There's some lab data that suggests those who caught the H1N1 have broader immunity to other strains than those who took the vaccine and didn't contract the disease.
This study appeared in the Journal of Experimental Medicine (Jan 10). This is from the abstract:
"we report a detailed analysis of plasmablast and monoclonal antibody responses induced by pandemic H1N1 infection in humans. Unlike antibodies elicited by annual influenza vaccinations, most neutralizing antibodies induced by pandemic H1N1 infection were broadly cross-reactive against epitopes in the hemagglutinin (HA) stalk and head domain of multiple influenza strains. The antibodies were from cells that had undergone extensive affinity maturation. Based on these observations, we postulate that the plasmablasts producing these broadly neutralizing antibodies were predominantly derived from activated memory B cells specific for epitopes conserved in several influenza strains."For the hyped version, you can read the BBC News health blog (Jan 10). who reported the study as suggesting
"People who recover from swine flu may be left with an extraordinary natural ability to fight off flu viruses."I hope you can see the difference. The research is saying that there's a cellular and antibody response when you get the disease that can cross-react with strains of H1N1 itself that are slightly different from the original virus, and with H5N1. It doesn't say that they tested all one thousand existing strains of influenza virus in people who had swine flu.
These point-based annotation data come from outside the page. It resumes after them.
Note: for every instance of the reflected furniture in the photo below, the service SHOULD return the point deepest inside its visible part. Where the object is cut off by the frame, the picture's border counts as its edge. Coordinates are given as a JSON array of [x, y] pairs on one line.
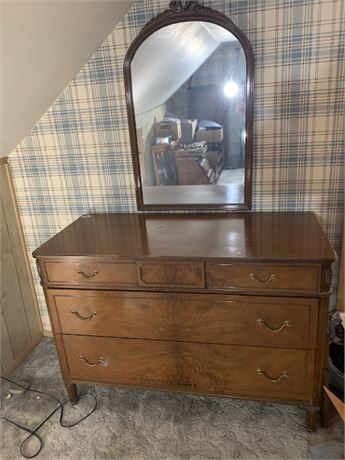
[[220, 304], [199, 91]]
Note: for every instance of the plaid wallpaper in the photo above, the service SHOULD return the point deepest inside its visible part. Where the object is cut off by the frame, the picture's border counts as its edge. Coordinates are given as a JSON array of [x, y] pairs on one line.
[[77, 158]]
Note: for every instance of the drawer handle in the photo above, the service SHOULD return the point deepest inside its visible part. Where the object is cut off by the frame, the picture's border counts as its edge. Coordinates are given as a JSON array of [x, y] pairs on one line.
[[100, 361], [263, 282], [284, 375], [83, 318], [262, 322], [86, 276]]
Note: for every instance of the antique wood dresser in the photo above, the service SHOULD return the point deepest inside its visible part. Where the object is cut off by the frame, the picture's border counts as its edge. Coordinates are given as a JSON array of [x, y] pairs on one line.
[[219, 304]]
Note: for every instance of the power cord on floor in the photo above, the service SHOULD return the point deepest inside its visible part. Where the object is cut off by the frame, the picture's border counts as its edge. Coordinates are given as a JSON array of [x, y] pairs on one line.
[[34, 432]]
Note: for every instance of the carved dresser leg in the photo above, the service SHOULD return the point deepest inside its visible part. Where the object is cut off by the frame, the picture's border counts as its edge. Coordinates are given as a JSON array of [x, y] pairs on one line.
[[312, 415], [72, 392]]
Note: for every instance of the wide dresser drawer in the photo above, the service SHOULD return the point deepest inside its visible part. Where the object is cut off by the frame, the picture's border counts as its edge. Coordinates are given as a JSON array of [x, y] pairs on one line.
[[208, 318], [91, 273], [220, 369], [262, 277]]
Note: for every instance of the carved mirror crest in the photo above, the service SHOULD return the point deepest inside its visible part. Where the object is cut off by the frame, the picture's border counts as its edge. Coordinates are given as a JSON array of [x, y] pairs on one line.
[[189, 91]]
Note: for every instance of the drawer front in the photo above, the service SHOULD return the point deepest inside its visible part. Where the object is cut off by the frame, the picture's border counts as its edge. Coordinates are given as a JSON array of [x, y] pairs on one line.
[[91, 273], [262, 277], [239, 320], [172, 274], [221, 369]]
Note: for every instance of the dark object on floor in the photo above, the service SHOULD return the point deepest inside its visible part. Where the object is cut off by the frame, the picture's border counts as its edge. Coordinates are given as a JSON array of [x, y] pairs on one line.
[[60, 406], [336, 352]]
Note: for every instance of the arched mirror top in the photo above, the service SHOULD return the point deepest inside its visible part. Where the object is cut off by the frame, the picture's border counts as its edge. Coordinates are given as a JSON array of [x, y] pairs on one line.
[[189, 91]]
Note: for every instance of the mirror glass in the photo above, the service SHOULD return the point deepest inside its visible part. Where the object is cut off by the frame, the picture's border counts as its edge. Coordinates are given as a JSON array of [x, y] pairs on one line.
[[189, 89]]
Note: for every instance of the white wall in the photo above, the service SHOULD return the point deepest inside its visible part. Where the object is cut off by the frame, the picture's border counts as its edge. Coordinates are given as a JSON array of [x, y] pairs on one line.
[[43, 45]]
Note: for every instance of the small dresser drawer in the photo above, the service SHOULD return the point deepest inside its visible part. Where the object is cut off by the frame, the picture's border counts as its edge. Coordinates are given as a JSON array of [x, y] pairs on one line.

Probably, they won't get H1N1 or its variants again for some time.
While the news article says that "Doctors hope to harness this power to make a universal flu vaccine that would protect against any type of influenza," the researchers say that, "This suggests that a pan-influenza vaccine may be possible, given the right immunogen."
They state the potential of their research in a more cautious way because
(1) having antibodies doesn't mean they work well; they tested them only in mice,
(2) getting from a positive lab result to an effect in human disease is a leap that most lab results never accomplish, and
(3) they don't know if this cross-reactivity from H1N1 disease is something unique, or generalizable to all flu viruses.
Lastly, given that flu mutates almost every year, it would be challenging for a "universal" vaccine to keep up.
Scientists have been announcing the imminent development of a malaria vaccine for about one hundred years now, and we don't have it.